Practical bioinformatics
I found a severe lack of information on bioinformatics in the Russian segment. I don’t know whether it is in demand or not, but I want to provide the reader with an introductory part, which can be called practical bioinformatics, which I really did not have enough to familiarize myself with the subject. In this chapter I want to describe the path that I have had to go to the present moment, when I no longer shy away from phrases: here's a FASTQ file for you and build me a bed graph for the genome browser. In order to continue to talk about interesting things, I want to go diagonally through definitions and primary data processing programs, without which it is difficult to speak the same language.
First, a few definitions. We assume that chromosomes are one-dimensional coordinate axes, from unity to about 10e8. The length of the axis depends on the length of the chromosome. Each axis point is an integer. Biologists and chemists conducted a large number of experiments and thanks to them they were able to describe parts of chromosomes with great accuracy (about 90%). These descriptions are called annotations. The abstract contains information on the length of chromosomes, on the coordinates of individual sections of chromosomes, the most known of which are the gene, intron , exon. There are a huge number of these sections, but their main property is that these are segments or a set of segments located on the coordinate axis. Some segments may include others or intersect in some way. Here is a set of sites where you can see annotations of the genomes of man, mouse and the like.
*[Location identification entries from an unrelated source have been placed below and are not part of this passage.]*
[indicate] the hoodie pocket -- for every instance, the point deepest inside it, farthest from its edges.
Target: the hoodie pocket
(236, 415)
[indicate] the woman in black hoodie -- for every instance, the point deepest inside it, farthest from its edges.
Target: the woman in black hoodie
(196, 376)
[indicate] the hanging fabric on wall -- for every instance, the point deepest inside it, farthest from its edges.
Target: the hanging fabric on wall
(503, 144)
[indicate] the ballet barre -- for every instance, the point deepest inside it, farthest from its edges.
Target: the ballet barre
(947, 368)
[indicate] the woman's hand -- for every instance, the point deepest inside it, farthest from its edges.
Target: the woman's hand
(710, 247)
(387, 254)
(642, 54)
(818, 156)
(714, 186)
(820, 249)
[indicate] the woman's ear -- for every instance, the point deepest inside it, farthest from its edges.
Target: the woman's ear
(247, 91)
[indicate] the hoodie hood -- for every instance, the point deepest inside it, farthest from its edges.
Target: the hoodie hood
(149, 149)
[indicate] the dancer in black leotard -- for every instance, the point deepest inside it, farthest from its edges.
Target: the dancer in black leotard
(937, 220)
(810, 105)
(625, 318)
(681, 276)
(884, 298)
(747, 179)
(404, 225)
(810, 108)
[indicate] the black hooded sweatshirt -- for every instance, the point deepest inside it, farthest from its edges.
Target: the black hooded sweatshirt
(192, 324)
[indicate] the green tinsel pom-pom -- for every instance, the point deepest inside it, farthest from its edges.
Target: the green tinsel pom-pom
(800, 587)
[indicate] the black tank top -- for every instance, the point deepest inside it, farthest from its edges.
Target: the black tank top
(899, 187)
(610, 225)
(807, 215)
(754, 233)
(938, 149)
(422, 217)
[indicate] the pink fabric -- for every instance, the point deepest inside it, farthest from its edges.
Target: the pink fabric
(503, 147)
Biologists with chemists conduct their experiments and as a result of their operations on cells, they get a solution that contains relatively small pieces of DNA or RNA (I don’t really want to go into the details of the difference or the same, just a sequence of nucleotides) This solution is passed through a sequencing apparatus, the output of which is small lines. These lines are the ends of pieces of DNA or RNA in solution. The length of the strings obtained from the equipment is only 36-50 bases (the length of the string in nucleotides) is sometimes longer, but at the moment it seems to be no more than 200. These segments, obtained from sequencing equipment and determined by the nucleotide sequence, are called reads (from English reads - “ reading"). It is worth noting that the reads are characterized only by the sequence of nucleotides, and not by the location on the genome. Sometimes these sequences are supplemented by a string of probabilities, corresponding to the position of the nucleotide, its probability of being in this position. FASTA file is a file with no probabilities, FASTQ is a file with probabilities.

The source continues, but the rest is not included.